Q: In BROKEN, how helpful is back story, ie, history of Nazi Germany, to creating a suspenseful story of tension? How important was historical accuracy?Traci L. Slatton: I consider historical accuracy to be supremely important. Because this era was relatively recent and the population as a whole knows a lot about it, I researched this time in Paris thoroughly. Many of the details are accurate, such as the way Parisians were always hungry during the occupation. Several documents said that Parisians ate only about 800 calories per day at this time. Also, over a million French men had been taken into compulsory work service in Germany, so the Resistance drew on women, high school students, and the elderly.

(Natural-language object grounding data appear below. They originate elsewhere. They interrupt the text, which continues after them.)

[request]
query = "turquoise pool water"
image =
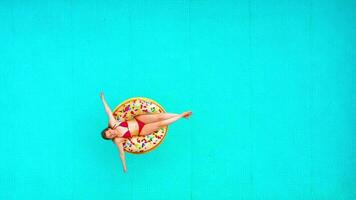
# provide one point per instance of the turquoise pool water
(271, 85)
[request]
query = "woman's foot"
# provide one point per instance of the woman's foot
(187, 114)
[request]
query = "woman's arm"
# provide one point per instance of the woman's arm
(112, 119)
(118, 143)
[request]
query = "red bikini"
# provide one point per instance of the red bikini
(127, 133)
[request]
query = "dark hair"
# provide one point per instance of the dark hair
(103, 134)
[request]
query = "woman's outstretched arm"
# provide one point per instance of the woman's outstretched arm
(112, 119)
(122, 153)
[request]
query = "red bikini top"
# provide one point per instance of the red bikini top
(124, 124)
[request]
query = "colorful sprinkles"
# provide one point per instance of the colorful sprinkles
(137, 106)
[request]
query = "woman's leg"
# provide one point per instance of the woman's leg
(151, 118)
(152, 127)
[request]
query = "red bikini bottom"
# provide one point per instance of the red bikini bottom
(140, 125)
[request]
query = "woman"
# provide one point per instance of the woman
(138, 126)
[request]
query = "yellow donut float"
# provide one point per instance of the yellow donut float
(138, 106)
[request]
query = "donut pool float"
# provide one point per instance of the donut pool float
(137, 106)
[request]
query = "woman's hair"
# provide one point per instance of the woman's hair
(103, 134)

At one point, Alia the protagonist, who is a fallen angel, is walking down the street wearing a jaunty red hat. There are references to those red hats as a kind of subtle rebellion; French fashion continued during occupation.
However, sometimes I depart from accuracy to achieve truthfulness. Truthfulness and accuracy are different issues, and truthfulness is always the most important for me as an author. So, for example, in this novel, Sartre and Camus are together at a party at Alia’s apartment before the war, reading poetry and drinking wine. There are conflicting reports about when these great thinkers met, but it is generally agreed that they met after the war. However, for purposes of the themes of this novel, since they are not just people but also voices of their generation, I put them together at Alia’s before the war. This was a deliberate choice in which I diverged from historical accuracy.
Check out the interview here.
I was pleased to see that Dr. Strand supports her posts via tweets, and is quite successful doing so. Her tweets about BROKEN and the interview were picked up in the Twitterverse with kindness and multiplicity. I'm very grateful!